Proef 2: Wie is sterker, het ei of jij?
Nu we weten hoe we rauwe eieren en gekookte eieren kunnen onderscheiden gaan we kijken naar hoe sterk eieren wel niet zijn. Laat ieder groepje een rauw ei in een boterhamzakje doen (scheelt rotzooi als het ei toch stuk gaat) en laat ze daarna ieder kijken of ze het met één hand stuk kunnen knijpen. Lukt het?
Als iedereen dit geprobeerd heeft kan 1 iemand met het ei voorzichtig een zacht tikje op de tafel geven. Net zo hard/ zacht dat er een kleine barst in de schaal komt, maar het ei verder niet stuk is! Geef het ei door (bijvoorkeur de jongste) en laat diegene nog een keer knijpen. Wat gebeurt er nu? Waardoor is het nu anders dan bij de vorige keer?
Proef 3: Hoe sterk zijn vier eieren?
Best lastig om een ei met één hand stuk te kunnen knijpen. Hoeveel gewicht zouden 4 eieren kunnen hebben? Maak van een eierdoos 4 houdertjes voor de eieren en zet hier 4 even grote eieren in. Weeg hoe zwaar het plankje is en schrijf dit op. Zet de eieren in een vierkant en leg het plankje op de 4 eieren. Weeg vervolgens een (zwaar) boek, schrijf het gewicht op en leg dit boek op het plankje. Breken de eieren? Weeg en leg boeken op het plankje net zolang tot er een ei breekt. Hoeveel gewicht kunnen de eieren hebben? Tel de gewichten van het plankje en de boeken (tot min 1 ei brak) bij elkaar op.
Proef 4: Ei in een fles
De rauwe eieren hebben we nu gebruikt voor een proefje, nu nemen we het gekookte ei. Laat de kinderen de eieren netjes pellen. (Bij het pellen kan je nog kijken hoe de schil van een ei er uit ziet, met aan de buitenkant een harde kalkschaal en daaronder een velletje: het membraan van het ei).

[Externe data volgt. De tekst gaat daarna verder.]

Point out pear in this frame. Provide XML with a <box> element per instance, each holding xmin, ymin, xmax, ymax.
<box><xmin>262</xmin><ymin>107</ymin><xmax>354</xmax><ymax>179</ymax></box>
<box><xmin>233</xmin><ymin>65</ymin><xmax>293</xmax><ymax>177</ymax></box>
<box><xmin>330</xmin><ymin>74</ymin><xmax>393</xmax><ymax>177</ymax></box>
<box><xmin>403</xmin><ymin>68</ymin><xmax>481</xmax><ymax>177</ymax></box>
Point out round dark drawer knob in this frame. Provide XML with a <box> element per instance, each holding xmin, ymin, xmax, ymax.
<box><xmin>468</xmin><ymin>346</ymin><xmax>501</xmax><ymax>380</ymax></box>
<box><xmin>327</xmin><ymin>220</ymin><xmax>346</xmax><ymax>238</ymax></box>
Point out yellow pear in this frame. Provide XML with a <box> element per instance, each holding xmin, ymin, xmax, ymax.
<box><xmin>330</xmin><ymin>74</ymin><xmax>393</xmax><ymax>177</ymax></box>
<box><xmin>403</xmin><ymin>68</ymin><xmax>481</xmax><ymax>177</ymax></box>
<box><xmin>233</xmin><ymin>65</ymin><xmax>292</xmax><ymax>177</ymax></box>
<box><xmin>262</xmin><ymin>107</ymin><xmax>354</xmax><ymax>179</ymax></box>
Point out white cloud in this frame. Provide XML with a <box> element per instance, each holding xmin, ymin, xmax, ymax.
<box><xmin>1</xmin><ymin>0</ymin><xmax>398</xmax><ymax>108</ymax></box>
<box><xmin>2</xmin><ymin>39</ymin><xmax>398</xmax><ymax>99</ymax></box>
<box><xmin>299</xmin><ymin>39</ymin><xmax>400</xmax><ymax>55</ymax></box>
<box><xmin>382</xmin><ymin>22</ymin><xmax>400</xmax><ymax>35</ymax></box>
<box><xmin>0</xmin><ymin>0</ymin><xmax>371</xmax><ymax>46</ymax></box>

Zet het gekookte ei op de fles. Past dit er zonder hard te duwen doorheen? Wat denken de kinderen dat er gebeurt als je twee brandende lucifers in de fles gooit en daarna het ei er op zet? Een pedagogisch medewerker gooit twee brandende lucifers in de fles en de kinderen zetten snel het ei er op. Wat zie je dat er gebeurt?
Proef 5: Een windei
Als laatste gebruiken we de rauwe eieren die nog over zijn. Dit proefje duurt één á twee dagen. Doe een ei in een glas met azijn. Wat zie je gebeuren? Laat het glas een dag staan. Haal het ei er heel voorzichtig uit (bijvoorbeeld met een lepel). Wat is er met de eierschaal gebeurt? Wat gebeurt er als je het nog een dag laat staan?
Tip: Omdat niet ieder kind meerdere dagen achter elkaar naar de BSO gaat kan je ook het een en ander voorbereiden. Zorg dat je voor alle dagen een ei 1 en 2 dagen in de azijn hebt zitten. Schrijf op bijvoorbeeld een papiertje erbij wanneer het ei in het glas is gegaan, dan is dat ook naar de kinderen toe duidelijk. Ze moeten wel zelf ook een ei in een glas doen, want dan zie je dat er bubbels ontstaan (de chemische reactie). Deze kan je uiteraard wel weer gebruiken voor de volgende dag.
Wat hebben ze geleerd van de proefjes? Vonden ze het leuk? Ruim vervolgens samen alles op.
Er zijn uiteraard nog meer proefjes met eieren te vinden op internet. Onder andere bij onderstaande bronnen. Kijk welke proefjes voor jouw groep haalbaar en leuk zijn om te doen en in welke volgorde je die het beste kan aanbieden.
Neem de onderzoekscirkel erbij uit de bijlage. Dit helpt je om de kinderen stimulerende vragen te stellen.
Tip voor proef 3: ook hier kan je de eieren in een boterhamzakje doen, maar zorg dat de druk van het gewicht niet op een kreukel van het boterhamzakje komt.
Je kan de proefjes centraal met zijn allen doen, waarbij jij het proefje leidt en meteen per proefje bespreekt waarom dit gebeurt.
Hierbij is het voor de kinderen echter wel zo leuk om zeker proef 1 en 2 zelf te kunnen doen, dus met 1 of 2 eieren per 2 tot 5 kinderen.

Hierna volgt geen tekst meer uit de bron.